Tenho uma má notícia: com poucas exceções, o crime não é filho da necessidade, mas sim filho do desejo.
CONTARDO CALLIGARIS
Poucas semanas atrás, no fim da coluna de 23 de abril, escrevi: "Alguém acredita que a delinquência seja um efeito da pobreza?". Era uma pergunta retórica, que supunha a resposta negativa: ninguém mais acredita nisso.
Pois bem, alguns leitores pensam diferente e me escreveram. Adoraria concordar com eles; seria mais sensato e mais fácil acreditar que o crime nasce da necessidade.
Com isso, ele se tornaria racional (somos todos bons, só que a alguns faltam coisas necessárias) e poderia ser abolido pela reforma social: num mundo sem necessitados, não haveria mais crimes.
Para defender a ideia de que a necessidade seria a mãe do crime, um de meus correspondentes observou: se não fosse assim, por que, nas prisões, há poucos ricos e tantos pobres?
Pois é, se há mais pobres do que ricos nas prisões, não é porque os primeiros se tornaram criminosos por serem pobres: é porque os últimos sempre têm advogados melhores.
Sinto (sem ironia), mas preciso dar esta má notícia aos leitores que me escreveram: com poucas exceções, o crime não é filho da necessidade, é filho do desejo.
É uma constatação da qual fugimos, talvez porque o desejo nos pareça sempre um pouco fútil: ele corre atrás de reconhecimento e de objetos que não são propriamente necessários para a sobrevivência.
É por isso que Fulano assalta e mata? É por isso que Sicrano pede propina para encomendar merenda escolar? Sim, é por isso.
Para explicar a diferença entre necessidade e desejo, uma parábola: num país asiático, durante uma campanha de controle de natalidade, os camponeses mais pobres que aceitassem passar por uma vasectomia poderiam escolher entre dois prêmios: um saco de arroz ou um radinho de pilhas.
Quase todos escolheram o radinho, apesar da fome, e devo confessar que tenho simpatia por aqueles camponeses.
Orientar-se pelo desejo talvez fosse, para eles, o jeito mais radical de se livrar da necessidade, no sentido de não ser definido por ela.
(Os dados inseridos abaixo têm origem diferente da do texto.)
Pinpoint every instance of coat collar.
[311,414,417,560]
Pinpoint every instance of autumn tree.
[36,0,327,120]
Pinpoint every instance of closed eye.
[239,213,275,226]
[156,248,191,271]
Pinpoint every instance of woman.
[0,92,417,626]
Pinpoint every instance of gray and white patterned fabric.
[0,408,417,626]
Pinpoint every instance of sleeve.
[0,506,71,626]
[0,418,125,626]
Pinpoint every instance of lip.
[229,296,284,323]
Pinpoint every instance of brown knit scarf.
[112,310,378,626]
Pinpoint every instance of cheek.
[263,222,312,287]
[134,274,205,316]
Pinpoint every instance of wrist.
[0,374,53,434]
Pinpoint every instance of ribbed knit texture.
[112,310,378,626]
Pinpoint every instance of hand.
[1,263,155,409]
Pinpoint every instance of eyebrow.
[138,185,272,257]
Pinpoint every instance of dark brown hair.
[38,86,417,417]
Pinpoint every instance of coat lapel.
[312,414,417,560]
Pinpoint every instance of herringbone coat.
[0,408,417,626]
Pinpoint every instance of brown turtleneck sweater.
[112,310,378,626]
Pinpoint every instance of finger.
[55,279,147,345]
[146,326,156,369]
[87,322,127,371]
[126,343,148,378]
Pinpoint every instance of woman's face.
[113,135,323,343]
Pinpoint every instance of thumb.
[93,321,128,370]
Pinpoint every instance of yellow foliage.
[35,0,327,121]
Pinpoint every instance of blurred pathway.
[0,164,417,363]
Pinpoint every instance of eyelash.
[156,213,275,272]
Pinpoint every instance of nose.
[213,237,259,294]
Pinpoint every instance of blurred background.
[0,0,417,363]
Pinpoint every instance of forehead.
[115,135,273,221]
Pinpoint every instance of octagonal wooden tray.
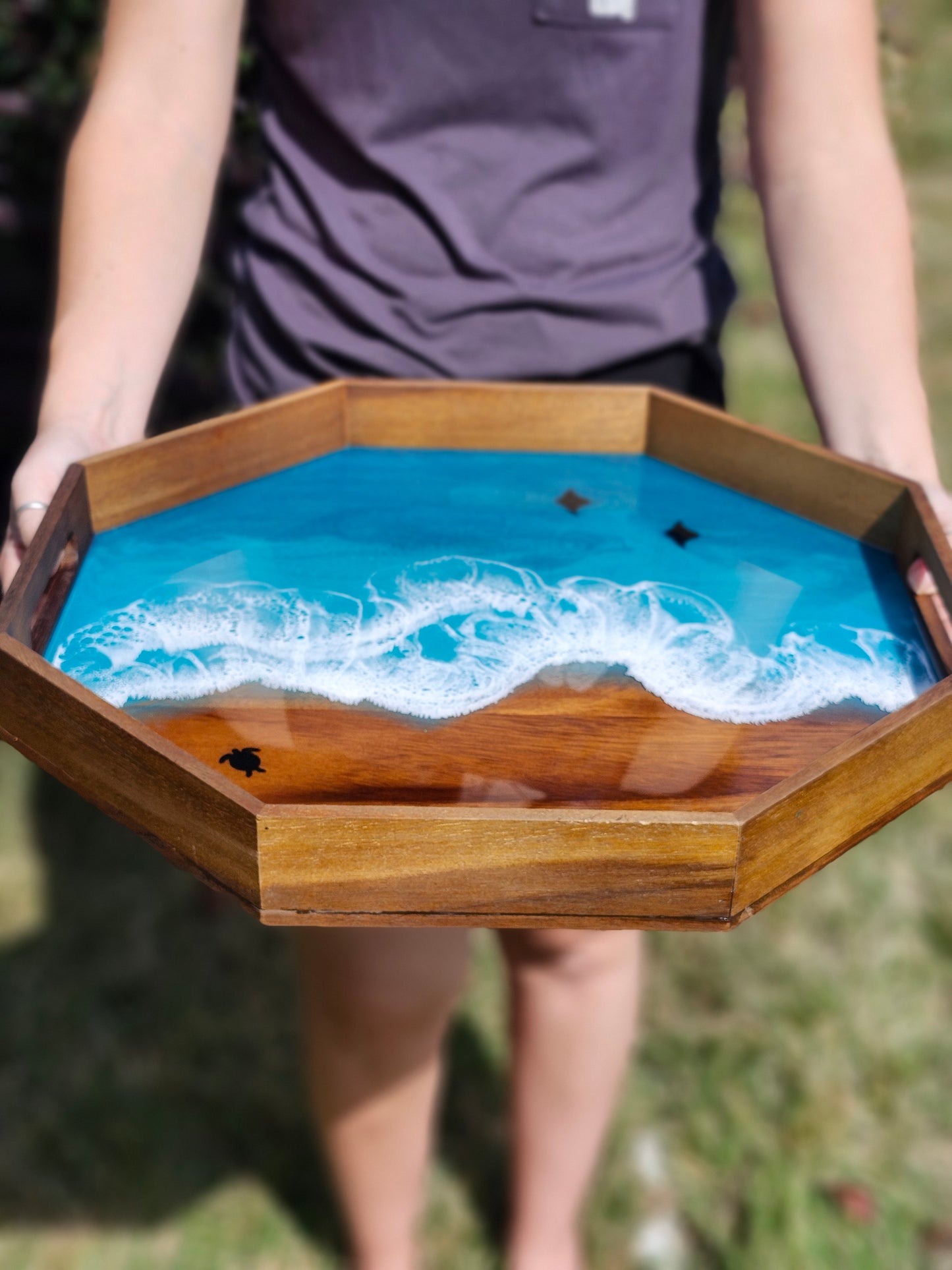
[0,381,952,930]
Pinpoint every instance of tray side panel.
[347,380,648,453]
[259,808,737,925]
[896,485,952,670]
[84,384,345,533]
[0,635,260,907]
[646,389,909,551]
[255,908,737,933]
[0,463,93,652]
[731,679,952,917]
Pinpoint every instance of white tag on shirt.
[589,0,638,22]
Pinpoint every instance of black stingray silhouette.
[218,745,266,780]
[556,489,592,515]
[664,521,701,548]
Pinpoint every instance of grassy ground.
[0,0,952,1270]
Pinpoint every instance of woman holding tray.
[1,0,952,1270]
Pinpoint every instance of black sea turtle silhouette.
[556,489,592,515]
[664,521,701,548]
[218,745,266,780]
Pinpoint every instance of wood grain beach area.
[132,674,881,811]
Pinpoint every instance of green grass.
[0,0,952,1270]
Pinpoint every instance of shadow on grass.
[0,774,515,1255]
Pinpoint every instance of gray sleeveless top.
[230,0,734,401]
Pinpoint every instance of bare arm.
[737,0,952,594]
[0,0,241,585]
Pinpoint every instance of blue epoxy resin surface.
[48,449,936,722]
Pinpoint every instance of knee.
[303,932,466,1045]
[503,930,638,984]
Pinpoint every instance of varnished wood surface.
[347,380,649,453]
[134,672,878,811]
[0,635,260,907]
[259,807,737,925]
[733,678,952,915]
[645,390,909,551]
[82,384,345,533]
[0,463,93,652]
[0,382,952,930]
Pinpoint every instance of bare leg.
[298,929,467,1270]
[501,930,640,1270]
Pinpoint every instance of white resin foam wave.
[53,556,932,722]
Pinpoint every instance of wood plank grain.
[82,384,345,533]
[731,678,952,915]
[896,482,952,672]
[0,635,260,907]
[0,463,93,652]
[133,672,877,811]
[645,389,909,551]
[347,380,648,453]
[259,807,737,925]
[256,908,737,933]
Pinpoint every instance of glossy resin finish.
[0,382,952,929]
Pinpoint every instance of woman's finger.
[907,559,939,596]
[0,530,23,594]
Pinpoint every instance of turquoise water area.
[48,449,936,722]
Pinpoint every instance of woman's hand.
[907,485,952,640]
[0,426,93,593]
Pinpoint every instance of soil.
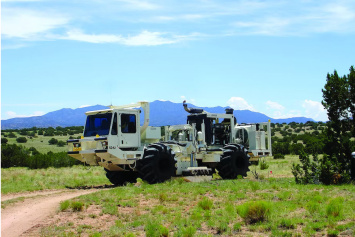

Só me indigna que ninguém tenha pensado no fato de que, depois de algumas horas, a pilha do radinho morreria e eles não teriam como trocá-la.
Dizemos com frequência que um jovem da periferia se torna soldado do tráfico "por falta de oportunidades". A mesma coisa podemos dizer de um jovem de classe média como João Estrella ("Meu Nome Não É Johnny", livro de Guilherme Fiuza e filme de Mauro Lima).
Entre os menos ou os mais favorecidos, tanto faz: o desejo é uma força tão poderosa quanto, senão mais poderosa que, a necessidade.
Só às vezes não há comida, mas sempre faltam reconhecimento e "coisas" --o que é suficiente para que o desejo seja tentado por algum atalho.
Será que isso significa que não há crimes por necessidade? Há, claro, uma minoria de crimes que acontecem por necessidade.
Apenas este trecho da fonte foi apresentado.